Empower employees to boost operational excellence by focusing on two key areas:

  • Shift organizational behaviors to improve operational effectiveness. Enhancing patient outcomes, reimagining methods for R&D and innovation, and harnessing new data sources and digital technologies all sound good on paper. But to extract their potential, you’ll need to equip your people to work in a more flexible, iterative fashion. Agile ways of working are key to operational effectiveness. Moving toward agility requires cross-functional engagement and alignment, rather than individual silos. Establishing a Transformation Value Office (TVO) can be a game changer here. While our research shows that 93 percent of life sciences companies have dedicated structures to govern their transformation today, the TVO is built differently. It’s designed to manage key milestones with adaptability and behavior change principles at the core, constantly grooming initiative value streams and instilling cross-functional ways of working long term.
  • Reorient your operating model to capture omni-channel capabilities. As we’ve explored, legacy operational and organizational structures are a driving force behind the industry’s transformation agenda. Creating and delivering seamless omni-channel experiences introduce new questions:
    • How will your company communicate with patients, HCPs, and others, including the channels and language they use to engage them?
    • How will data (demographic, purchase, engagement, and operational) be used to simplify, predict, and make patient and HCP interactions more personal?
    • How will your company engage clinical trial participants, gather feedback, monitor progress, and respond within your operating model?

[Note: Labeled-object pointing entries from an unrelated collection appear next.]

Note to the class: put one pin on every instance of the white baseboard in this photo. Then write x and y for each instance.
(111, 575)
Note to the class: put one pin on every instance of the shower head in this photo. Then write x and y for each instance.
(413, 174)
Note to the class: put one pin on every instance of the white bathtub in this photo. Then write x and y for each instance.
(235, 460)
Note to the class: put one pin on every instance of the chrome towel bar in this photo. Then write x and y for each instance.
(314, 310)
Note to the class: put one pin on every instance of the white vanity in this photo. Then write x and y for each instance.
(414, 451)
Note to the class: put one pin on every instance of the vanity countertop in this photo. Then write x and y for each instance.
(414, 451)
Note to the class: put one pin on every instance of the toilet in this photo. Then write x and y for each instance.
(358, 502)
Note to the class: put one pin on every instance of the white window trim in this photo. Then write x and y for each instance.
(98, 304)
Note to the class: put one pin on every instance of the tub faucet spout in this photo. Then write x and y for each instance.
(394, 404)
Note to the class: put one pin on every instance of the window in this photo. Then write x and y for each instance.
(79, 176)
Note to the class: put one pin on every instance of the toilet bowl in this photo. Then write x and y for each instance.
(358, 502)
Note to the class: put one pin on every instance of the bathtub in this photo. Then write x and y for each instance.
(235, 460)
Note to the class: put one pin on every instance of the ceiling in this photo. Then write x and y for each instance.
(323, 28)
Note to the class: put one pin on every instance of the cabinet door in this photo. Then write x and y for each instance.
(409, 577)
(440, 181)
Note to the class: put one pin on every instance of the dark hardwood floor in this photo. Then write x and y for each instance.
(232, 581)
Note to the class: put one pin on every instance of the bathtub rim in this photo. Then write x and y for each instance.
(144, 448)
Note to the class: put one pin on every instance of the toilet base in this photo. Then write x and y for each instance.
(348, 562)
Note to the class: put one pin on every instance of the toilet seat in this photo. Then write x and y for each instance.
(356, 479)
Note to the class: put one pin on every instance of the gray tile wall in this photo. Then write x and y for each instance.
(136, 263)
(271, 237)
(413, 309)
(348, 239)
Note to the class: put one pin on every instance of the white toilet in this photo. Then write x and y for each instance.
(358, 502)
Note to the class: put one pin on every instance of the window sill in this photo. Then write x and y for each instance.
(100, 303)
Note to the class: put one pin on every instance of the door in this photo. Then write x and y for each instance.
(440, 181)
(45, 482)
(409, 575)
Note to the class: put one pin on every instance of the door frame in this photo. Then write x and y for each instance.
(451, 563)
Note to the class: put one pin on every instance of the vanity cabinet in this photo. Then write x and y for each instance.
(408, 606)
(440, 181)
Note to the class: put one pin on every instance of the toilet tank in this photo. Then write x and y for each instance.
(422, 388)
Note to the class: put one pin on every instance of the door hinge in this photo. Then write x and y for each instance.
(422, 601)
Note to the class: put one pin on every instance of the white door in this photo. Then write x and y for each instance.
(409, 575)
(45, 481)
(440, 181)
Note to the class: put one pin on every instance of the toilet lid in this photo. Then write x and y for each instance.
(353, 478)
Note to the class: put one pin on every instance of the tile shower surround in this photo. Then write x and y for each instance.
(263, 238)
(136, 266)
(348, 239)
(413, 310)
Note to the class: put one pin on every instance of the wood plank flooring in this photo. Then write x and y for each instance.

These questions cannot be answered by a single function. They pose implications for your business end to end. Look across your operating model and organizational strategy, including people, processes, governance, structures, data, analytics, and technology. Consider operating model changes by first piloting them within your organizational structure (i.e., the guardrails that formally align the workforce and its collective responsibilities to your transformation). Treat it as an opportunity to experiment as different parts of your business come together to align on a vision for an omni-channel future.

Current trends in life sciences transformation and operations point to an entirely new world of work that has arrived perhaps more quickly than anticipated. Yet, the curiosity and drive to better the world ingrained in the life sciences industry can help leaders flex and grow during yet another year of uncertainty. That spirit of innovation will keep the industry moving ahead.